MILWAUKEE — Following today’s game, Yankees owner George Steinbrenner was fuming. He was so steamed that he is protesting the results and sent a videotape of two plays to league president Lee McPhail.
In other words, the Yankees lost and George needed someone to blame. The plays in question were of little consequence. Had they gone another way, there is little guarantee the Yankees could have found a way to score.
The truth is that had the Yankees taken advantage of a first inning opportunity, George would be happy. After nine pitches and no outs, New York had loaded the bases on Brewers starter Pete Vuckovich, who had thrown only two strikes. Somehow, some way, Vuke escaped that inning by only allowing a single run. It would be important in what would become a low scoring game.
Cecil Cooper quickly made the Yankees pay for failing to score more runs when he hit a booming two-run home run to right in the bottom of the first. The Yankees would tie it up on a Roy Smalley solo homer in the top of the second, but Marshall Edwards would give the Crew the lead for good in the bottom of the inning with a run-scoring, infield single.
That’s right. Each team scored at least one run in each of the first two innings, but that was it. Of course, that doesn’t mean the following innings lacked controversy.
Willie Randolph led off the top of the third with a bunt in front of the plate. Vuckovich made an athletic play to get to the ball and throw a bullet to first. Randolph was called out, and he showed his disapproval. George, too, griped about the call.
Ken Griffey would follow with a walk, but the Yankees would fail to get a hit that inning. So there is little reason to believe that a close call at first would have changed the game in the third.
In the eighth, Yankees left fielder Dave Collins popped up a foul behind the plate. Ted Simmons went back to the screen and made the catch. Steinbrenner claimed Simmons trapped the ball against the screen. This dispute borders on ridiculous. Had Simmons actually trapped the ball, Collins still needed to reach base. Vuke had retired the Yankees in order in the eighth, so this was far from a game-changing call.
What isn’t in dispute? Rollie Fingers‘ dominance. After Jerry Mumphrey singled to lead off the top of the ninth, Fingers was summoned from the bullpen. Eight pitches and two strikeouts later, the inning and game were over.
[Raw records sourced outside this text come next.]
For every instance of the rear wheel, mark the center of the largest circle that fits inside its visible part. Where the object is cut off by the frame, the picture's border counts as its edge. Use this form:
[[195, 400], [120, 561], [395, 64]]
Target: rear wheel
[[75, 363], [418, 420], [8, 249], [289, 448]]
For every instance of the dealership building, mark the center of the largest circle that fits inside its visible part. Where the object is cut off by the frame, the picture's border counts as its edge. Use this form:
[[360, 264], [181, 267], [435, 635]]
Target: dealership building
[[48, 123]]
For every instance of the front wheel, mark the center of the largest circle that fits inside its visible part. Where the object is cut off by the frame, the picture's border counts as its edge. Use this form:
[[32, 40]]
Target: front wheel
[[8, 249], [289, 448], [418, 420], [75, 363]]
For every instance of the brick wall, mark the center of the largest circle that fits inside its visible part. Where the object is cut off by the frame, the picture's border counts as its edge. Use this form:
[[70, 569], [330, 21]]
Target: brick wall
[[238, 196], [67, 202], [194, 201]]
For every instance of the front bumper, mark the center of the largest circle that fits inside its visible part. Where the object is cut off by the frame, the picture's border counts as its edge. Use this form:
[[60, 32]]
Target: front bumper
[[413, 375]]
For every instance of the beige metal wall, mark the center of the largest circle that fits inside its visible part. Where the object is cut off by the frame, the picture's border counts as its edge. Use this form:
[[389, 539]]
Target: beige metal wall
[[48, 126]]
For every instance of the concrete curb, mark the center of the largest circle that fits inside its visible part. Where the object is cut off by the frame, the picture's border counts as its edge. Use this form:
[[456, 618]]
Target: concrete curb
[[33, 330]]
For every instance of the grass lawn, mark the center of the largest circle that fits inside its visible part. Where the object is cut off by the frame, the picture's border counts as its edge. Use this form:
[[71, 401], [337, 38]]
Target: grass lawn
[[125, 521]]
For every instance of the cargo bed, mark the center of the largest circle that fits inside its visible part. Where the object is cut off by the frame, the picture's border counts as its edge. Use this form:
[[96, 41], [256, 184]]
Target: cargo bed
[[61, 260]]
Covering his last two outings, Rollie has thrown 18 pitches, 17 for strikes. He’s retired all six batters he’s faced and five were via the strikeout.
The Brewers keep winning, and they’re having fun. “We were a squabbling, bickering bunch of guys for a while,” first baseman Cecil Cooper said of the days under former manager Buck Rodgers. “I think [Kuenn] deserves a lot of credit just for creating that type of atmosphere. It’s fun. I think that’s the way it should be. Come out and have fun.”
It’s this type of atmosphere that is lacking in New York. It’s why the Yankees are losing, and it’s why George Steinbrenner needs someone to blame.
Game Notes: It was the Brewers’ seventh straight win, remaining four games back of the Red Sox … At 23-6, Pete Vuckovich has won more games than any pitcher in baseball since the start of the 1981 season. He’s won eight straight, tying Mike Caldwell for the club record … Rollie Fingers recorded his 16th save … Yankees shortstop Bucky Dent announced after the game that if he is selected to start the All-Star Game that he would decline. Robin Yount is currently second in the balloting.